Okay, I can state factually that you do pass the following (other than the stuff in the clearly visible javascript variables) to pagead2.googlesyndication.com when you request an ad:

dt=1094225037398
lmt=1094225037

These sure appear to be *nix timestamps, the first with some digits appended.

u_h=1024
u_w=1280

That would appear to be my screen resolution

u_ah=993
u_aw=1280

And that would appear to be the size of my viewport

u_cd=32
My color depth

u_tz=-300
My local timezone

u_his=2
This seems to be a click trail on the site. Every page I load another page on the same site, this increments. So if this was set to 9, I'd be nine clicks into the site, etc. This caught me by surprise somewhat.

u_java=true

No surprise here, just a flag showing I have had my morning coffee. I mean that I have my JVM turned on.

My analysis:
So in response to the original question posed in the thread: "How does Adsense know who's clicking?" This should shine some light, at least in terms of what inputs they have available to use in a fraud detection algo. I make no claims to know anything about much of anything, but you can surmise that it's unlikely that two random occupiers of the same IP address drawn from a dialup pool would have the identical window sizes. I'm sure they do time correlation, since they're bothering to collect those timestamps (with what appears to be millisecond resolution on the first one).

Taking a brief stroll through show_ads.js shows there's a couple more potential user data items to send, u_nplug and u_nmime, which get set to the length of a couple arrays belonging to the navigator object. Getting to google_show_ad(), there's a bunch of things I don't typically see passing by. Quite possibly these are in place for premium publishers. The quick list:

hl language
gl country
gr region
gcs city
hints hints! how intriguing is that? Again, I'm recalling Jenstar's comments that this may be a premium publisher feature.
adsafe?
oe encoding
num_ads seems to get set to w.google_max_num_ads, prehaps a constant defined elsewhere?
adtest probably set to true for you lucky beta participants

okay hold on to your hat for these...
kw_type
kw
in my case, these aren't getting sent, but I imagine tremendous insight could be gained if you could sniff and see these for your site...

num_radlinks?
max_radlink_len?
rl_filtering?

I saw the values of these by taking a sniffer trace (of myself, on my desktop machine, accessing my own site, for all you privacy fiends). It would be real intriguing to look at the same for someone who has the "persistent mis-geotargeting" syndrome. See if those location-oriented fields are getting set somewhere, at the site level or page level, etc.

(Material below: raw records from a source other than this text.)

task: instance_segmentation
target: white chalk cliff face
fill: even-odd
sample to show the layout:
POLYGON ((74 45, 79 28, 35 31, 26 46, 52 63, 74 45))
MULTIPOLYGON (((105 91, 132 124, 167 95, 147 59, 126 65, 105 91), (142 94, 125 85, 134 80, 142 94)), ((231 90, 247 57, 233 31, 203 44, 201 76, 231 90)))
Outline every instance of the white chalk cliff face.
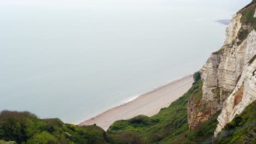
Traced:
POLYGON ((255 10, 255 7, 256 4, 251 4, 234 16, 226 29, 223 47, 211 55, 200 70, 200 103, 188 104, 188 120, 192 130, 221 110, 216 136, 236 114, 256 100, 256 61, 252 61, 256 55, 256 32, 252 23, 255 21, 256 12, 253 11, 252 19, 250 19, 251 23, 243 17, 243 11, 255 10), (196 108, 202 107, 199 105, 204 105, 205 109, 196 108))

I'm pretty sure this is all in bounds for discussion here, I hope so anyhow, 'cause it's real interesting.

jnworld asked also in the original post:

are they much, much smarter than I am (which is quite possible!) and have a failsafe method of accounting?

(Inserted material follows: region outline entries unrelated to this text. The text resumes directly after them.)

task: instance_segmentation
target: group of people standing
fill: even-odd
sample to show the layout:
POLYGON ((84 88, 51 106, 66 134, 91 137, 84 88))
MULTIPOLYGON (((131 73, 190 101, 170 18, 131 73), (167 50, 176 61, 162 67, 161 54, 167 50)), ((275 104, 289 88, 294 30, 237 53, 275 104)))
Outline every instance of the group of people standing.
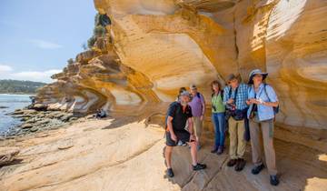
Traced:
MULTIPOLYGON (((227 77, 227 85, 223 89, 218 81, 212 83, 212 122, 215 137, 211 152, 217 155, 224 152, 228 129, 230 160, 227 166, 234 166, 235 171, 242 171, 246 165, 246 142, 251 140, 254 165, 252 174, 259 174, 266 166, 270 183, 277 186, 279 179, 273 148, 273 121, 279 102, 273 88, 264 83, 267 75, 268 73, 255 69, 250 73, 248 84, 241 83, 233 74, 227 77), (265 165, 262 147, 264 151, 265 165)), ((205 101, 203 96, 197 91, 196 85, 192 85, 190 91, 191 94, 186 88, 181 88, 177 100, 170 105, 167 112, 164 154, 167 176, 170 177, 174 176, 171 164, 173 147, 179 143, 189 145, 193 170, 206 168, 206 165, 200 164, 197 160, 197 151, 201 148, 205 101)))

If you'll permit me to speculate, I bet that analysis of patterns in the stuff that's always getting sent raises some sort of flag--then additional things can be set ad hoc at the plex when its necessary to peer more deeply into a situation. That's just my hypothesis for "why so many variables set to null?" so take it or leave it.

RonPK

7:05 pm on Sep 3, 2004 (gmt 0)

WebmasterWorld Senior Member 10+ Year Member



Nice work, linear.
adsafe: may be related to Adsense not showing ads on pages with certain subjects because of possible embaressment.

spharalsia

5:25 am on Sep 4, 2004 (gmt 0)

10+ Year Member



Wow, linear . . . I stand in awe, Nice detective work.

And reassuring, too, given the number of people posting here who claim to get booted out of Adsense for no reason. Even with all those controls, though, it'd still be possible to get booted from the program through no fault of your own. All it would take is a malicious competitor clicking repeatedly on your ads. Google would have to pull the plug on you, even if it wasn't your fault. So no matter how good their click fraud algo is, it's always going to be risky to rely on Adsense as a primary source of income.

dk7012

7:15 am on Sep 4, 2004 (gmt 0)

10+ Year Member



Great detective work! Are you related to Sherlock?